周りの魔法使いたちも手伝ってはくれていたのだが、森には様々な植物がある。もちろん自分の意思で動く植物も。今回はそんなクセのある植物に慣れていない魔法使いが多く、ほとんど私一人でやったと言っても過言ではない。
どっと疲れた身体を引きずりながら、アトリエに帰り、お気に入りの椅子に腰を下ろした。
一人静かな部屋で月を見ていると、無性に寂しく感じてくる。無意識のうちに私はある人の名前を呼んでいた。
「…キーフリーに会いたい…」
あの柔らかな笑顔に癒やされたい。優しい声でまた名前を呼んで欲しい。
一度思い始めたらキリがなかった。学生時代の記憶が蘇ってきては懐かしく、寂しく感じる。
独り立ちしてから、こんな気持ちになったことなんてなかったのに。
「魔警団に会ったからだ…絶対そうだ…」
ブツブツと嫌みを呟きながら出来たての時間が繰り返されているシチューを皿によそって口へと運ぶ。コーヒーを最後に飲み、疲れを取る為にもお風呂に入ることにした。
私はよほど寒い日かゆっくりしたい日以外は浴槽につかることはほとんどない。今日は早くベッドで眠りたいという理由でシャワーでパパッと済ませた。
「はぁ〜…大分すっきりした。ココ、気付いてくれたかな」
森に向かう前にほんの少しの小さな魔法だけど、花が雪のようにふわふわと降ってくる魔法をかけた。落ちた地面の性質が良ければそのまま芽吹くこともある花だ。
最後にコーヒーを飲んで眠ろう、そう思ってコップを用意していると扉がトントンと二回ノックされた。もう夜も遅い。一体誰だろうか。

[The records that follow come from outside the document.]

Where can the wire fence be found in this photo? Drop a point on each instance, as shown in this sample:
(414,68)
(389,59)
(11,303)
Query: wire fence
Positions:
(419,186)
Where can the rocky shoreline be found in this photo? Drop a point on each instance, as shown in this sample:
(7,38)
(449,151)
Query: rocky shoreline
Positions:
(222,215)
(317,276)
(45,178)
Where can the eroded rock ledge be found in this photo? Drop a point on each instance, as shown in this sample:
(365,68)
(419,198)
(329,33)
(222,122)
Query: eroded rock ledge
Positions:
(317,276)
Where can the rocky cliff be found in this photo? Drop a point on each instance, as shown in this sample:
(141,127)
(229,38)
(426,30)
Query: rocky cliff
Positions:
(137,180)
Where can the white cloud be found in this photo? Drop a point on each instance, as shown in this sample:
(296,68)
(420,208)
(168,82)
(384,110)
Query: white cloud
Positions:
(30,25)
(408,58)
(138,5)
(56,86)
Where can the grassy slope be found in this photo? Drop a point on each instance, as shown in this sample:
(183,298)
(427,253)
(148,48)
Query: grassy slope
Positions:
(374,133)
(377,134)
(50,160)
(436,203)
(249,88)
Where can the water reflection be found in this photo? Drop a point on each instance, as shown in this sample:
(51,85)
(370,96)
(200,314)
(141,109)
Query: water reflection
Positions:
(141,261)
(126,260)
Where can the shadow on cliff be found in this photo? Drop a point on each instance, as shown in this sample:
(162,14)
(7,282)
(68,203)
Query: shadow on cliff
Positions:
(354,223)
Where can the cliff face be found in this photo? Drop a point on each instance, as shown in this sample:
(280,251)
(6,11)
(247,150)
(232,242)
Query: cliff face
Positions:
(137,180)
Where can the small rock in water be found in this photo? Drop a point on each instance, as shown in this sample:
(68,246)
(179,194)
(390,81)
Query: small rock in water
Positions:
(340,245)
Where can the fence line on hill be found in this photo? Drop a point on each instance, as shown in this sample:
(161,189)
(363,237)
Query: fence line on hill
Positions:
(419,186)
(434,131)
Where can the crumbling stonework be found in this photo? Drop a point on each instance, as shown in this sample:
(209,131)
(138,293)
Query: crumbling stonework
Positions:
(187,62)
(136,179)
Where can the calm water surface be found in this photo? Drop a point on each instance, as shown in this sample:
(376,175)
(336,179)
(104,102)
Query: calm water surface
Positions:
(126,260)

髪の毛を水分を取りながら、私は扉をおそるおそる開けた。
月夜と共に目に映った綺麗で懐かしい色。口角の上がった表情。それを最後にAの意識は途絶えた。
・
・
しばらく聞いていなかった卵の焼ける音がする。同時に、サクサクとパンを切る心地よい音も。
「――――っ!」
いつもの自分のアトリエでは聞くことの無い音に違和感を覚え、バッと上体を起こす。
キョロキョロと部屋を見渡す限り、まぎれもない自分のアトリエだ。
しかし、寝室を挟んで向こう側にあるキッチンに見えた人影に私は自分の目を疑う。
その人はこちらに気がつくと、フライパン片手ににっこりと微笑んだ。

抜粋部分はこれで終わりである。